Both methods worked better than no feedback. And compared with each other, the two types of feedback “worked equally well,” Brown says. “We think that is because, in the end, what the human user is doing is creating a map.” Basically, people match up how much force corresponds to the intensity of each type of feedback. The work suggests ways to improve muscle-controlled electronic limbs, Brown and colleagues reported in 2019 in the Journal of NeuroEngineering and Rehabilitation.

Still, people’s brains may not be able to match up all types of feedback for touch sensations. Bensmaia’s group at the University of Chicago has worked with colleagues in Sweden who built tactile sensors into bionic hands: Signals from a sensor on the thumb went to an electrode implanted around the ulnar nerve on people’s arms. Three people who had lost a hand tested the bionic hands and felt a touch when the thumb was prodded, but the touch felt as if it came from somewhere else on the hand.

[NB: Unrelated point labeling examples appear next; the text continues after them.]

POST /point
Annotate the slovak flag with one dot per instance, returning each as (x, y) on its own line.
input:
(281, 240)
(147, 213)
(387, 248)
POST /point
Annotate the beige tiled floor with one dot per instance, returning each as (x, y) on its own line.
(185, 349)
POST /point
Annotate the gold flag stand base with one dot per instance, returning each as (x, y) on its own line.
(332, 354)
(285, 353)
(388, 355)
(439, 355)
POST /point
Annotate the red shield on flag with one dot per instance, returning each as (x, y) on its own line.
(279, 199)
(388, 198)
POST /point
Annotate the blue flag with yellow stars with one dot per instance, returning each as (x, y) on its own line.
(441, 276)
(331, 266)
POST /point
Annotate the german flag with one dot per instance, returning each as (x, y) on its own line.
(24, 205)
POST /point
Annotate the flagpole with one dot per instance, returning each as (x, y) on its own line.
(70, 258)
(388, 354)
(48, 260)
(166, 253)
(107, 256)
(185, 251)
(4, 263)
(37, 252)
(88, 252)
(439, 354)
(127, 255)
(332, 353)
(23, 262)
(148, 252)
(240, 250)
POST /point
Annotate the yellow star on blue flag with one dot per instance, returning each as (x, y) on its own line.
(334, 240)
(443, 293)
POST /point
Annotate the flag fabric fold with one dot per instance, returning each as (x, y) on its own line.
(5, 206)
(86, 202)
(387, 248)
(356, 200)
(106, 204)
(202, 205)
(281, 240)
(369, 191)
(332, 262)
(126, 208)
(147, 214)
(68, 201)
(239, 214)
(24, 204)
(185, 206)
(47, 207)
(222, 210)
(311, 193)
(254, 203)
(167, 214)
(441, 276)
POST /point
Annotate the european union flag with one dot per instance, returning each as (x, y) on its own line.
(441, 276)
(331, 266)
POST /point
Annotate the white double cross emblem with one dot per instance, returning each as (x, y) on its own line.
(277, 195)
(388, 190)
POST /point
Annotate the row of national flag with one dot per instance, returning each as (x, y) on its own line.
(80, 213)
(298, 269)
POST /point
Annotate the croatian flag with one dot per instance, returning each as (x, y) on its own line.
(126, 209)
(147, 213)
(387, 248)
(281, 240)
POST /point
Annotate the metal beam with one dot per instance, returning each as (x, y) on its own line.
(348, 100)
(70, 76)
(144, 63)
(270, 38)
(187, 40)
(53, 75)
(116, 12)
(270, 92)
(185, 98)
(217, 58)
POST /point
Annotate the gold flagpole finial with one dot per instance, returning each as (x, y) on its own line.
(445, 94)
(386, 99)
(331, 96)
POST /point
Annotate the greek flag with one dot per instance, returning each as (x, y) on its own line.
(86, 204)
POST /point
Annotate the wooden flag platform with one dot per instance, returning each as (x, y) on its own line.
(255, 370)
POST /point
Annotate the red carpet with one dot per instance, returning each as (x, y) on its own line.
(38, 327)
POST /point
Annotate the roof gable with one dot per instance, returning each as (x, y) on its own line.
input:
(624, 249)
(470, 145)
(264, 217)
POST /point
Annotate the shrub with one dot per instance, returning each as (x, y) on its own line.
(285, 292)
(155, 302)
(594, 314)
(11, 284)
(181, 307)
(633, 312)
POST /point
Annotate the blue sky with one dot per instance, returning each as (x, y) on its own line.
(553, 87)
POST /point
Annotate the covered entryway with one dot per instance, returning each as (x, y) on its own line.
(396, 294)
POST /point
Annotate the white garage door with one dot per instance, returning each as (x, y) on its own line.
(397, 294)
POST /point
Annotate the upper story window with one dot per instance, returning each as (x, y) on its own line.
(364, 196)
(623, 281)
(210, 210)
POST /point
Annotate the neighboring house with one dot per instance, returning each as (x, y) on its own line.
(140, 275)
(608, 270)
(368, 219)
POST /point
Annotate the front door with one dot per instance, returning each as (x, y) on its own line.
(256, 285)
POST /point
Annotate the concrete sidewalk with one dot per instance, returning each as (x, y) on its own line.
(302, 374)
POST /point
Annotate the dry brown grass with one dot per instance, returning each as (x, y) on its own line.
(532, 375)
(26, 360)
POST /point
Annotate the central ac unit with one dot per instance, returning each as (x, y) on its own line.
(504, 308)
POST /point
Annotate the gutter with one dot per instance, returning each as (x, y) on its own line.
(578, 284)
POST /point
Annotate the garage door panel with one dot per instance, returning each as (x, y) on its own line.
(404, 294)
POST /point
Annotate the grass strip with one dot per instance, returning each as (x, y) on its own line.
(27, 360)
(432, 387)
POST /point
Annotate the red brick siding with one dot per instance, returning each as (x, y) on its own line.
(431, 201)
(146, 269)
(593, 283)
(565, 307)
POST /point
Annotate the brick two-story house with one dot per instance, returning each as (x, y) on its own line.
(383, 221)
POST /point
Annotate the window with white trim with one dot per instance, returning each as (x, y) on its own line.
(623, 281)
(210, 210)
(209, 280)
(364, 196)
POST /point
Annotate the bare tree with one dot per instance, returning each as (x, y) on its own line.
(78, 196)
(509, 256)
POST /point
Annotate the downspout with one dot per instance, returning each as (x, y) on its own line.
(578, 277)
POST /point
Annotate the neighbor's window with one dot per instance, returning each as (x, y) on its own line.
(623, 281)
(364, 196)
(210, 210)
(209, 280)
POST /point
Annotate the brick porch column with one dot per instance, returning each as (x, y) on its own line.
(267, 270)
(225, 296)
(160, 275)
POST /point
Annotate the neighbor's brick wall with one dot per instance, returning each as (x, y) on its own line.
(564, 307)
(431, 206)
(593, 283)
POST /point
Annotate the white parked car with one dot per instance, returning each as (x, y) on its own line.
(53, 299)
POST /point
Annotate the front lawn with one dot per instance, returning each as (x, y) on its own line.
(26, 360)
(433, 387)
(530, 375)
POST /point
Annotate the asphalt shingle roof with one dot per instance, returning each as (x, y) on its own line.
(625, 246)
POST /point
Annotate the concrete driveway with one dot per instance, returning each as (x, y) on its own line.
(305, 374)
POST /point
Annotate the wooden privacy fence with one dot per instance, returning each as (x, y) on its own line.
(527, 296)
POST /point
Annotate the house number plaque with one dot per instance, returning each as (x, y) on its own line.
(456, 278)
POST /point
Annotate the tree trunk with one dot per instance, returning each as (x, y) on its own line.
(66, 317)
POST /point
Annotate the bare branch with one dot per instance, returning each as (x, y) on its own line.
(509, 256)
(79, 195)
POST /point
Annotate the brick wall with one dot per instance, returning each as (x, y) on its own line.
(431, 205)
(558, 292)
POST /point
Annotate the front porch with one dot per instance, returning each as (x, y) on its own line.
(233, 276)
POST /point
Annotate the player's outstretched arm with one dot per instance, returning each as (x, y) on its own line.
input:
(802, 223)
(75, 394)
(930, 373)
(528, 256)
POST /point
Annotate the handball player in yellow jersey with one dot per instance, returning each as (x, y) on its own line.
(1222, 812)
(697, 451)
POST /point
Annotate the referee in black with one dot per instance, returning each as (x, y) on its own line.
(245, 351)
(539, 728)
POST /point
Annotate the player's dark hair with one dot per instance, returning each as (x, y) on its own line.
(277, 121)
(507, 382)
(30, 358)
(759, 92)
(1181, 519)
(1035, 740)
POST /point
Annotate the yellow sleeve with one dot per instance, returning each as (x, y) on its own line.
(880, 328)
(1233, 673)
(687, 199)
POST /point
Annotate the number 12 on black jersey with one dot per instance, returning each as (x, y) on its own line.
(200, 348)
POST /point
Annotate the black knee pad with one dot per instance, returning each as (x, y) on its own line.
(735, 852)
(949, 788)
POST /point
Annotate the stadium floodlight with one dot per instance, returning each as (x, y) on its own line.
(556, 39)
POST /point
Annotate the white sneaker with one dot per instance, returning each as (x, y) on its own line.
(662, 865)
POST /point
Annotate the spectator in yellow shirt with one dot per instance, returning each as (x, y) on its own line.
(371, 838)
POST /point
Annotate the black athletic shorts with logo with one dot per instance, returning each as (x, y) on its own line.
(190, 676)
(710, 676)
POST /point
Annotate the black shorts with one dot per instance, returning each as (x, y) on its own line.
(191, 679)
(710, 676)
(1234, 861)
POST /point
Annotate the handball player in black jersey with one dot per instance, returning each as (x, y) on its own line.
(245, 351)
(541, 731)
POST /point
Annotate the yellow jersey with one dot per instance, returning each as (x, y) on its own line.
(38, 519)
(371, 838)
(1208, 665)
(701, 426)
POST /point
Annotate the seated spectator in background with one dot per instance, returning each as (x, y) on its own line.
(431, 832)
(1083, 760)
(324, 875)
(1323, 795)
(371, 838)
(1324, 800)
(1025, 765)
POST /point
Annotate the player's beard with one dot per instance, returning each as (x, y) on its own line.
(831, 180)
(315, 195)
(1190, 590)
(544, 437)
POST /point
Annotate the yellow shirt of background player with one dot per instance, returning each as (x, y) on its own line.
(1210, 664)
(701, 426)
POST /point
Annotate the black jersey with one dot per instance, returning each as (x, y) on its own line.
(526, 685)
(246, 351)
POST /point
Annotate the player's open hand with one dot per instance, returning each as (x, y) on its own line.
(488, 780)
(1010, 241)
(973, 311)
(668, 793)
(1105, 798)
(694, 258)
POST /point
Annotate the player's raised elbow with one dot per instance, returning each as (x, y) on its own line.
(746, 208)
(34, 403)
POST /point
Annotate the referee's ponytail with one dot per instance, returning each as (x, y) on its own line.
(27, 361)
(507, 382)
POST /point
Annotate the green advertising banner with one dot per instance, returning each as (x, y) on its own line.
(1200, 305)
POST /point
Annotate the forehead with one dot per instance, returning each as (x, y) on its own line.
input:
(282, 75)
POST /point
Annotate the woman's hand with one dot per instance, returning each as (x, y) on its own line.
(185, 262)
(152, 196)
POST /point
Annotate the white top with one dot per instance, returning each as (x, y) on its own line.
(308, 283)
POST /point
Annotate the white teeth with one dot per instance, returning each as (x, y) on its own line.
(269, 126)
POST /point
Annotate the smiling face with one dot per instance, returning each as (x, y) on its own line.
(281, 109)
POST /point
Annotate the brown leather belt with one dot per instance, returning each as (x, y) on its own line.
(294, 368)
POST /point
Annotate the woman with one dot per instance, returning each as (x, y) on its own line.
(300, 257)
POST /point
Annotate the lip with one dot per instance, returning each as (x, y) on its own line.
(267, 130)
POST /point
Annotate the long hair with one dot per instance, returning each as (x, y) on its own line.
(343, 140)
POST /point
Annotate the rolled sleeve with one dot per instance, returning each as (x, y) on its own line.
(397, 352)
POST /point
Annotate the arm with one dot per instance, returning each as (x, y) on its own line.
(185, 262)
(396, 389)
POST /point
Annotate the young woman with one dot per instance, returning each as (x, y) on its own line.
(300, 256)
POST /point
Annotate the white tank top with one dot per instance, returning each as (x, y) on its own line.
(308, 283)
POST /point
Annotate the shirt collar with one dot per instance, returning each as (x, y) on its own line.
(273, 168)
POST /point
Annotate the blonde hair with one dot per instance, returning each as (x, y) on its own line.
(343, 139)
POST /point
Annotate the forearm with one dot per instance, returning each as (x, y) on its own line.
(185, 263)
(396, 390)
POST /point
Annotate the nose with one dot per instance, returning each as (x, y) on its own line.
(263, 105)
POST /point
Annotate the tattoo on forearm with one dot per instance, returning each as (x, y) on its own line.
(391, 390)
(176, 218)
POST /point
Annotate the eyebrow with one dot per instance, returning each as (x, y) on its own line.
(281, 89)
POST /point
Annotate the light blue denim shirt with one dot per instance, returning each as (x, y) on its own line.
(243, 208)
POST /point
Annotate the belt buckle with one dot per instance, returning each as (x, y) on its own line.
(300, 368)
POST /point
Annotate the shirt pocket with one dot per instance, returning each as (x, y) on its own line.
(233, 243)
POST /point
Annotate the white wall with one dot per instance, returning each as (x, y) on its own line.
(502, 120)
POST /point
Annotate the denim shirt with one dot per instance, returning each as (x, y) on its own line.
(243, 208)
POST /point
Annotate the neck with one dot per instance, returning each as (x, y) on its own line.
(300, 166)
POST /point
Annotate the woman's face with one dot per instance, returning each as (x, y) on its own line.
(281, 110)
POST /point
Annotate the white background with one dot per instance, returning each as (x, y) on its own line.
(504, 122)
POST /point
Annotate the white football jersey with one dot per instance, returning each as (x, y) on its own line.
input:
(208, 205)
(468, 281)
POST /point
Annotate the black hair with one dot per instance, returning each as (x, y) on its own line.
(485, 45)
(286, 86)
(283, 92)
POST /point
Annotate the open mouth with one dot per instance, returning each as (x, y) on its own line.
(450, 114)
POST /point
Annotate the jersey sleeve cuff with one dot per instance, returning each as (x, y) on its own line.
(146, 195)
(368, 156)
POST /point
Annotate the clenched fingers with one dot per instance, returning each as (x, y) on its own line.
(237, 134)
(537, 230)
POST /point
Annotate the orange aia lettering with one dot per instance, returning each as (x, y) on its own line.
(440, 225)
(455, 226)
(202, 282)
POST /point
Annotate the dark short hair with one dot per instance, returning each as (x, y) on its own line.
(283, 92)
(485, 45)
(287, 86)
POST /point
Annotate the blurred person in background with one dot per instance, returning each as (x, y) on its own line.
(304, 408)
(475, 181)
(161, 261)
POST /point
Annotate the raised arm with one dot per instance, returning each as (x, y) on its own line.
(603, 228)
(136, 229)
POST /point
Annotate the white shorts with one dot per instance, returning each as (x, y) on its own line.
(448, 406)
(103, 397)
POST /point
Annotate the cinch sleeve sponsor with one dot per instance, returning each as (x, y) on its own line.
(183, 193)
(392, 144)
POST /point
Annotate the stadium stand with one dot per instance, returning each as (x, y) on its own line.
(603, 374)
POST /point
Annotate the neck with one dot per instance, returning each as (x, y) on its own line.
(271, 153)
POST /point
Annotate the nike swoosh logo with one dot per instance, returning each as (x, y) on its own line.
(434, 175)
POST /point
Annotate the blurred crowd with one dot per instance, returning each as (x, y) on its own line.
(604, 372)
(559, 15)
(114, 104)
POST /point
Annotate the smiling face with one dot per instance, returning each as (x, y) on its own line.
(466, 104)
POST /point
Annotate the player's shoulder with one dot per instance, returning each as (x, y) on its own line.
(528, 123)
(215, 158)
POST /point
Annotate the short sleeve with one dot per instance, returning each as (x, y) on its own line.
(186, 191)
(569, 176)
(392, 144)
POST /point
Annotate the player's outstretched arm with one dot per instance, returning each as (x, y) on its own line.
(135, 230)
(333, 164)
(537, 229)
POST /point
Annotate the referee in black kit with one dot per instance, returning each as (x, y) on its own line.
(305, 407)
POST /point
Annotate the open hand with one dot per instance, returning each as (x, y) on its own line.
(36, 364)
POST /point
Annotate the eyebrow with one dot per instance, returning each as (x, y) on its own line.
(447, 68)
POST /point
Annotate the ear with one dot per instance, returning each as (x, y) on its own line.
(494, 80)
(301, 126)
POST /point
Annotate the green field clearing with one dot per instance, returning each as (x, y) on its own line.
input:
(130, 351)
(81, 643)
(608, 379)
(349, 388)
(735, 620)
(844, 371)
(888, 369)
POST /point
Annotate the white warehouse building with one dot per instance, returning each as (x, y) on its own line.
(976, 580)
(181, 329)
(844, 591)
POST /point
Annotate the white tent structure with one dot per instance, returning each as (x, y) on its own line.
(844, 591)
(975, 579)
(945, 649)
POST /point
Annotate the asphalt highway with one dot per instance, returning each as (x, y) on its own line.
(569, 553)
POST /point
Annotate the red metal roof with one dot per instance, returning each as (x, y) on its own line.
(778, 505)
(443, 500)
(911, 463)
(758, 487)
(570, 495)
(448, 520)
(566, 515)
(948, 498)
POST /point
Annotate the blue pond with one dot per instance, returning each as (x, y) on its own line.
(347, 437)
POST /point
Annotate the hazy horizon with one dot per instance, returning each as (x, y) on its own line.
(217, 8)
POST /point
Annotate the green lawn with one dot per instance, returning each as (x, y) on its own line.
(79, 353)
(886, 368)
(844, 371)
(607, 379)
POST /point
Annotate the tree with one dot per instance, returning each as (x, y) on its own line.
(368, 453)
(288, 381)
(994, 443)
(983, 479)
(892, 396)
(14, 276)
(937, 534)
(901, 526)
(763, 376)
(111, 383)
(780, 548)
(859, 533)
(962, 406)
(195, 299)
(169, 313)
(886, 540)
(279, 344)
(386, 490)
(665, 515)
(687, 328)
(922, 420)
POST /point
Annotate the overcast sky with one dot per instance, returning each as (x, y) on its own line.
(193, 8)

Doctors can choose which nerve an electrode will stimulate. But they don’t know in advance which bundle of fibers it will affect within the nerve, Bensmaia explains. And different bundles receive and supply sensations to different parts of the hand. Even after the people had used the prosthesis for more than a year, the mismatch didn’t improve. The brain didn’t adapt to correct the sensation. The team shared its findings last December in Cell Reports.

Despite that, in previous studies, those same people using the bionic hands had better precision and more control over their force when grasping objects, compared with those using versions without direct stimulation of the nerve. People getting the direct nerve stimulation also reported feeling as if the hand was more a part of them.

As with the bionic hands, advances in haptic technology probably won’t start out working perfectly. Indeed, virtual hugs and other simulated touch experiences may never be as good as the real thing. Yet haptics may help us get a feel for the future, with new ways to explore our world and stay in touch with those we love.